Make sure that the OAI-PMH mount point is accessible. For example, if the OAI-PMH mount point has been set to /oaipmh, the following two lines

<sec:intercept-url pattern="/oaipmh/**" method="GET" access="ROLE_ANONYMOUS"/>
<sec:intercept-url pattern="/oaipmh/**" method="POST" access="ROLE_ANONYMOUS"/>

should be present in etc/security/mh_default_org.xml.

Note that the OAI-PMH specification demands both GET and POST requests and that it does not feature any access restrictions. If you need to restrict access to OAI-PMH consider using Spring security or an iptables approach.

Step 5: Optionally configure OAI-PMH sets

The OAI-PMH standard allow you to define sets. This can be used to filter data in your repository. An OAI-PMH set will be defined by a name, unique setSpec, optional description and a filter. The filters will be applied to the content of the published xml based elements and may contain one or more filter criteria. You can also define more than one filter for a specific set. Generally an OAI-PMH record is in the set if all set filters matches. A filter matches if any of the filter criteria matches. The filter criteria may be: contains, containsnot or match.

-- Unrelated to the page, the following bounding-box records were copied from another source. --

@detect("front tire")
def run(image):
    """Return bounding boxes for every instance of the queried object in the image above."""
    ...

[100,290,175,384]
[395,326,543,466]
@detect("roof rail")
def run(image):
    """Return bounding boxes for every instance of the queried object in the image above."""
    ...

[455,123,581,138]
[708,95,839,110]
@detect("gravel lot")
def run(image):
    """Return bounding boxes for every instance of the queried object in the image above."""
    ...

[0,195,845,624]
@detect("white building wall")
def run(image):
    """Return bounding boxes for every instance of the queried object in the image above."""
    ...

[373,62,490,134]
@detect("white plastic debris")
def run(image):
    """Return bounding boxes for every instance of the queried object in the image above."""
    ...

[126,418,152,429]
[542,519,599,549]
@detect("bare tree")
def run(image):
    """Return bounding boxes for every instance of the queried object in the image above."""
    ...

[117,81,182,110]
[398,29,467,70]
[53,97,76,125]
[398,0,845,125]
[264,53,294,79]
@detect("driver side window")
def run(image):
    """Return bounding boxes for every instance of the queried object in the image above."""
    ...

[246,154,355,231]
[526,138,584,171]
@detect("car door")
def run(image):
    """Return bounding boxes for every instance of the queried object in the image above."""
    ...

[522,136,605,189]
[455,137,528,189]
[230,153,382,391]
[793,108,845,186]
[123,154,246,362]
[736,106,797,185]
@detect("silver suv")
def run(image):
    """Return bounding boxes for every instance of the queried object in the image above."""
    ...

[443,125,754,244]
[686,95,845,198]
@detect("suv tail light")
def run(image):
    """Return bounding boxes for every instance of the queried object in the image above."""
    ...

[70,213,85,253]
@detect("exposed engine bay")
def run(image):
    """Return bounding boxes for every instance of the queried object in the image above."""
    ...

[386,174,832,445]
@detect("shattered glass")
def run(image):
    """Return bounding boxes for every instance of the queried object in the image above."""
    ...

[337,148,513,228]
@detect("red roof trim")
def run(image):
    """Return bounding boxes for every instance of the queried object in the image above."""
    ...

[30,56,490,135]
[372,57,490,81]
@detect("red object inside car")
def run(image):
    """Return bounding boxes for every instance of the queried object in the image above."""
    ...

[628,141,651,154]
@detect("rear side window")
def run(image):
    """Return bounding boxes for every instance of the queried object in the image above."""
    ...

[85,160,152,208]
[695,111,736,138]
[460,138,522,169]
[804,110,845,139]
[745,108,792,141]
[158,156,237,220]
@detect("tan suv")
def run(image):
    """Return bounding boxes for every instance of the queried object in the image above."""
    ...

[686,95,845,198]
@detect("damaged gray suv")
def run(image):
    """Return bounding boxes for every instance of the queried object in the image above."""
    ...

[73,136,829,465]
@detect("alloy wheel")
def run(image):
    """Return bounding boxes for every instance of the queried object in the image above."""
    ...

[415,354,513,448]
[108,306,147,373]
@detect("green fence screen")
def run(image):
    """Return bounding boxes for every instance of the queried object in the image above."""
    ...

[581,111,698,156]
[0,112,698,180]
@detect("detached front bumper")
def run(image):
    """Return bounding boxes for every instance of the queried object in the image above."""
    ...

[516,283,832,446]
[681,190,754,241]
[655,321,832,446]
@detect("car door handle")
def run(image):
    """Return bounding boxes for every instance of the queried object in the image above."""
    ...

Set definition configuration syntax:

    set.<set-id>.setSpec = setSpec value
    set.<set-id>.name = set name value
    set.<set-id>.description = optional set description
    set.<set-id>.filter.<filter-id>.flavor = set filter element flavor
    set.<set-id>.filter.<filter-id>.[<criteria-id>.]<criterion> = set filter criterion value
    # criteria-id should be set, if you provide more than one criteria for a filter

Example configuration for a set definition with one filter and one criterion:

    set.public.setSpec = public
    set.public.name = Public Recordings
    set.public.filter.1.flavor = security/xacml+episode
    set.public.filter.1.contains = >ROLE_ANONYMOUS</

The OAI-PMH records in the set public contain the role ROLE_ANONYMOUS in the published episode ACL.

Example configuration for a set definition with two filters and one or more criteria:

    set.openvideo.setSpec = open
    set.openvideo.name = Recordings with an open non commercial license
    set.openvideo.filter.1.flavor = security/xacml+episode
    set.openvideo.filter.1.contains = >ROLE_ANONYMOUS</
    set.openvideo.filter.2.flavor = dublincore/episode
    set.openvideo.filter.2.0.contains = license>CC0</
    set.openvideo.filter.2.1.contains = license>CC-BY</
    set.openvideo.filter.2.2.contains = license>CC-BY-SA</
    set.openvideo.filter.2.3.contains = license>CC-BY-NC</
    set.openvideo.filter.2.4.contains = license>CC-BY-NC-SA</

The OAI-PMH records in the set "open" contain the role ROLE_ANONYMOUS in the published episode ACL and a CC0 or CC-BY derivate license without ND attribute. You can also define the second filter as one match criterion like:

    set.openvideo.filter.2.match = license>CC[0-](?:BY(?:-(?:(?!ND)[^-<]+))*)?<

The match criterion tests are more CPU intensive as contains or containsnot criteria.